🤖 AI Summary
In semi-static environments, motion planning must satisfy strict fixed-time response constraints while providing formal safety guarantees—a longstanding challenge. To address this, we propose the Coverage-Verified Roadmap (CVRM) framework: it incrementally constructs a roadmap, partitions the obstacle configuration space into disjoint subregions, and systematically verifies path feasibility within each subregion—thereby enabling theoretically guaranteed fixed-time query resolution. CVRM is the first approach to introduce coverage-based verification into continuous configuration spaces, eliminating reliance on configuration-space discretization inherent in conventional methods. Evaluated on 7-DOF Panda robot tabletop manipulation simulations, CVRM achieves a 23% higher query success rate and expands feasible configuration coverage by 31% compared to baseline methods, significantly improving both practical utility and formal assurance.
📝 Abstract
Having the ability to answer motion-planning queries within a fixed time budget is critical for the widespread deployment of robotic systems.

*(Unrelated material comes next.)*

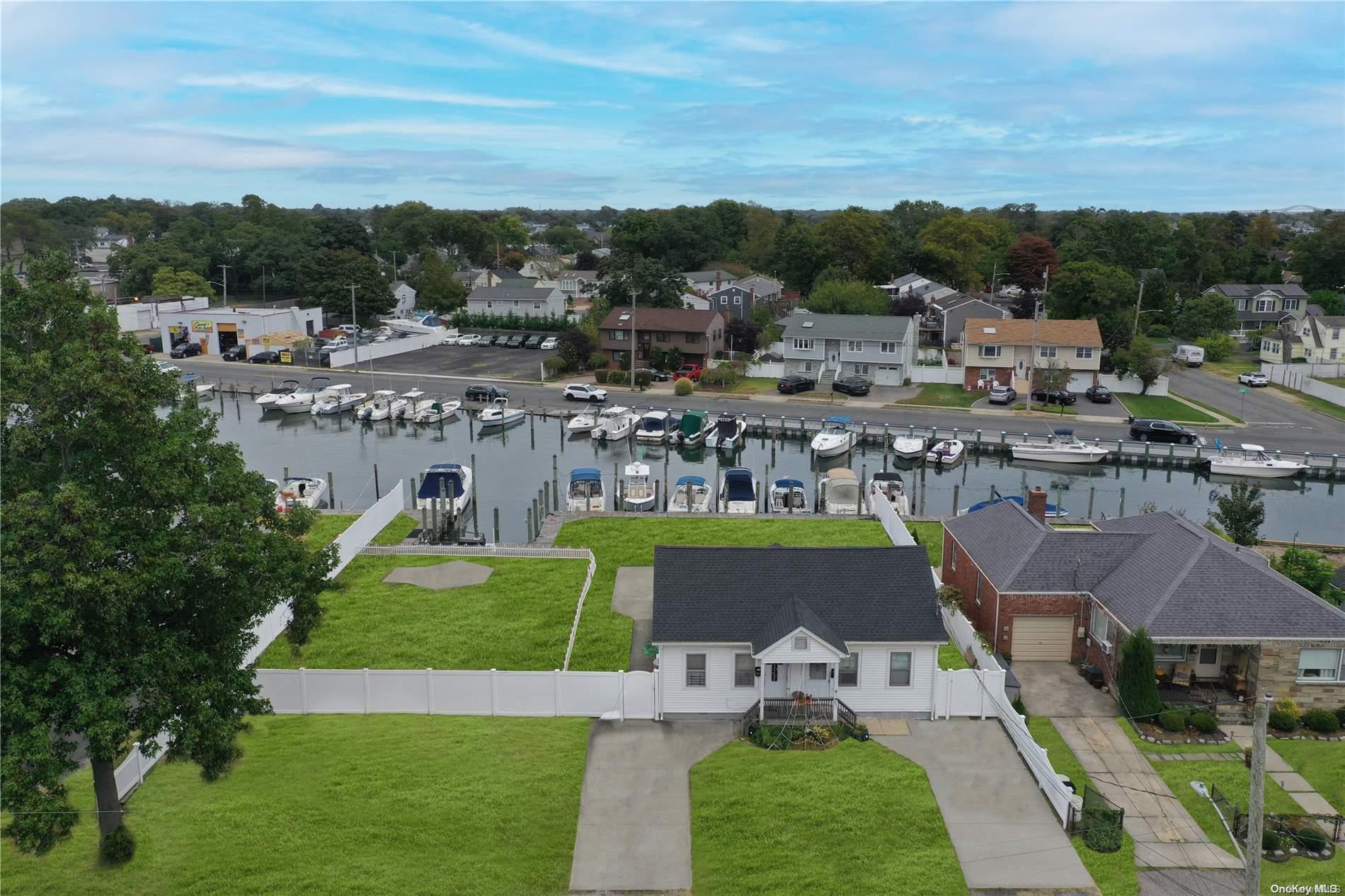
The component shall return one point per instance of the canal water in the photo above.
(511, 467)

Semi-static environments, where most obstacles remain static but a limited set can vary across queries, exhibit structured variability that can be systematically exploited to provide stronger guarantees than in general motion-planning problems. However, prior approaches in this setting either lack formal guarantees or rely on restrictive discretizations of obstacle configurations, limiting their applicability in realistic domains. This paper introduces COVER, a novel framework that incrementally constructs a coverage-verified roadmap in semi-static environments. By partitioning the obstacle configuration space and solving for feasible paths within each partition, COVER systematically verifies feasibility of the roadmap in each partition and guarantees fixed-time motion planning queries within the verified regions. We validate COVER with a 7-DOF simulated Panda robot performing table and shelf tasks, demonstrating that COVER achieves broader coverage with higher query success rates than prior works.